Careers, Data Science
5 Steps to Become a Data Scientist
Data Science is such a broad field that includes several subdivisions like data preparation and exploration; data representation and transformation; data visualization and presentation; predictive analytics; machine learning, etc. For beginners, learning the fundamentals of data science can be a very daunting task especially if you don’t have proper guidance as to the necessary training required, or what courses to take, and in what order. Before discussing the steps necessary to become a data scientist, let’s discuss the skills that every data scientist should have in his skills set toolbox.
Essential Skills That Every Data Scientist Should Have in His Skills Set Toolbox
The top 5 technology skills mentioned in most data science job listings (The Most in Demand Skills for Data Scientists — Towards Data Science) are:
- Python
- R
- SQL
- Hadoop
- Spark
Becoming a data scientist also requires general skills in the following:
- Mathematical Analysis and Linear Algebra
- Machine Learning
- Statistics and Probability
- Computer Science
- Communication
- Data Wrangling/Preparation, Data Presentation/Visualization
I started learning data science about a year ago. It was quite challenging from the beginning, but let me share with you the approach that worked for me. I will discuss five important steps that helped me all throughout my journey as a data scientist.
Steps for Becoming a Data Scientist
Step 1: Do not be in a rush
If you have not read this article: “Teach Yourself Programming in Ten Years” by Peter Norvig (Director of Machine Learning at Google), I encourage you to do so. Here is a link to the article: http://norvig.com/21-days.html
The point here is that you don’t need ten years to learn the basics of data science, but learning data science in a rush is certainly not helpful. It takes time, effort, energy, patience and commitment to become a data scientist.
Step 2: Take Courses from DataCamp, Coursera, EdX, or other Platforms
DataCamp (https://www.datacamp.com/courses) is certainly a good website where you can learn lots of different skills from basic programming concepts to advance skills such as data science and machine learning. However, I think DataCamp uses an approach that is in a rush, and therefore too superficial. DataCamp courses are crash courses, with little or no level of depth. Most of the assessment questions are quite easy and non-challenging.

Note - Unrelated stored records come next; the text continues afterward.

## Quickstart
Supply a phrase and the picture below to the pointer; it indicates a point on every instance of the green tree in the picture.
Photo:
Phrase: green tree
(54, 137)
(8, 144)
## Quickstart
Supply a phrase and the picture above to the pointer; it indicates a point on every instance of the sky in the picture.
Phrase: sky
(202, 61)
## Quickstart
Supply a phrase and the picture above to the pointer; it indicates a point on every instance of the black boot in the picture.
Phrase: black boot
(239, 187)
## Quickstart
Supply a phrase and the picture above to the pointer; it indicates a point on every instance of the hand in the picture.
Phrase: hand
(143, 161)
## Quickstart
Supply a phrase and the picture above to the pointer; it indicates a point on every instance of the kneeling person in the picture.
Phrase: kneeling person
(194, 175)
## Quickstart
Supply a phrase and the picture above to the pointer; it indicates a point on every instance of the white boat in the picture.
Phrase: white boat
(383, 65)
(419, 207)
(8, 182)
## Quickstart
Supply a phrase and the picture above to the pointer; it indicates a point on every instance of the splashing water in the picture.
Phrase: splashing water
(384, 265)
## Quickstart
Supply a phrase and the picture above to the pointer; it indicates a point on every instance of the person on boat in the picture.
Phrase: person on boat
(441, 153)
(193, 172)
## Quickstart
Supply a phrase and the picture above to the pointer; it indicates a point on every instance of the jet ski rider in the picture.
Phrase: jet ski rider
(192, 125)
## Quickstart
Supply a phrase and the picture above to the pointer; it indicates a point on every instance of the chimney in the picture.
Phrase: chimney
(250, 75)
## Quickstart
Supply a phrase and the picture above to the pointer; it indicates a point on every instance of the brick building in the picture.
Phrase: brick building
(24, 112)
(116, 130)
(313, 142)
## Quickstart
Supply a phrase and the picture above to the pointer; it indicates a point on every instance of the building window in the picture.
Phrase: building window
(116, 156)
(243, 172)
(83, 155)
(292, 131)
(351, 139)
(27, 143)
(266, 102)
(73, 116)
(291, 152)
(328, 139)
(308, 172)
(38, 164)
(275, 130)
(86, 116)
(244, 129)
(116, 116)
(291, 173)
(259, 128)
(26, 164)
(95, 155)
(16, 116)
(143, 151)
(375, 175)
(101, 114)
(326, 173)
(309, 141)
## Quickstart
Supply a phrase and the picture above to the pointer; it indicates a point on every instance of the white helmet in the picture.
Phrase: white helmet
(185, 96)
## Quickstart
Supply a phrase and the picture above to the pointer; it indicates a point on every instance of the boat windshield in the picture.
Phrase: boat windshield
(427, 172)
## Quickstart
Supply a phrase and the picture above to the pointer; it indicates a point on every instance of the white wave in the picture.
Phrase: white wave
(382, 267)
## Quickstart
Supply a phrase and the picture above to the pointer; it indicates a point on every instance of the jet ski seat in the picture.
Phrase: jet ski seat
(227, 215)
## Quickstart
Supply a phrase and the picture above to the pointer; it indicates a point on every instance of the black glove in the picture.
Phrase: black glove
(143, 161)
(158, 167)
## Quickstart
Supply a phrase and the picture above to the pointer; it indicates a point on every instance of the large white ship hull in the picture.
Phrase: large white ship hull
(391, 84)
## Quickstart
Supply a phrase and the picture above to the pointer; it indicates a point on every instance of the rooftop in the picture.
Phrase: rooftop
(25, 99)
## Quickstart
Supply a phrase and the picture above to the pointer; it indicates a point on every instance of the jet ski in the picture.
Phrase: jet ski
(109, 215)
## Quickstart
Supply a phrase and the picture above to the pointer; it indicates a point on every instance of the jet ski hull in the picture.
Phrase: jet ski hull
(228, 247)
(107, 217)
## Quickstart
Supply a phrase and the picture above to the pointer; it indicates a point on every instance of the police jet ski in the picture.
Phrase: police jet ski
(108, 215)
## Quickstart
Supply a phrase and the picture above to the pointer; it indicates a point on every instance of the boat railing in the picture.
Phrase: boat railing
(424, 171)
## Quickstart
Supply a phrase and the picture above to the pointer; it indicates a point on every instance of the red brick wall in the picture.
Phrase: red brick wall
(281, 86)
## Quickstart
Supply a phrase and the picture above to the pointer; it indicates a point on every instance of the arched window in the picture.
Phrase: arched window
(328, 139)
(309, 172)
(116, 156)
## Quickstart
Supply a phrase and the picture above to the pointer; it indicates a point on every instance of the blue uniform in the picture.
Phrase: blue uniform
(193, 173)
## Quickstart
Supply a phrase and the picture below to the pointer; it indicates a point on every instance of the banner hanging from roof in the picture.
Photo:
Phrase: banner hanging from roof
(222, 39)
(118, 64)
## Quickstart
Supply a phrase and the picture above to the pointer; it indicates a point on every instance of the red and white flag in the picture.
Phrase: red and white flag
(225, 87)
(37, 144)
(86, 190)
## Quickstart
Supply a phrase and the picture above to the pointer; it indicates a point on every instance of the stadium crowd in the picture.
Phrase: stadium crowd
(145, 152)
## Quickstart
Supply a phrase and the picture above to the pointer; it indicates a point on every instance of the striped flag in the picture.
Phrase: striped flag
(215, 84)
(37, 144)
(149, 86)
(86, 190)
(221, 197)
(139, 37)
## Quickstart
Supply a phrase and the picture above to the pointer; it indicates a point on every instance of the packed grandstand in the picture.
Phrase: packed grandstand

If you are interested in the academic approach of learning data science, I would recommend the following courses that will give you a very solid foundation in data science (the academic approach requires an enormous amount of time commitment and dedication, but it is worthwhile):
(i) Professional Certificate in Data Science (HarvardX, through edX):https://www.edx.org/professional...
Includes the following courses, all taught using R (you can audit courses for free or purchase a verified certificate):
- Data Science: R Basics;
- Data Science: Visualization;
- Data Science: Probability;
- Data Science: Inference and Modeling;
- Data Science: Productivity Tools;
- Data Science: Wrangling;
- Data Science: Linear Regression;
- Data Science: Machine Learning;
- Data Science: Capstone
(ii) Analytics: Essential Tools and Methods (Georgia TechX, through edX): https://www.edx.org/micromasters...
Includes the following courses, all taught using R, Python, and SQL (you can audit for free or purchase a verified certificate):
- Introduction to Analytics Modeling;
- Introduction to Computing for Data Analysis;
- Data Analytics for Business.
(iii) Applied Data Science with Python Specialization (the University of Michigan, through Coursera): https://www.coursera.org/special...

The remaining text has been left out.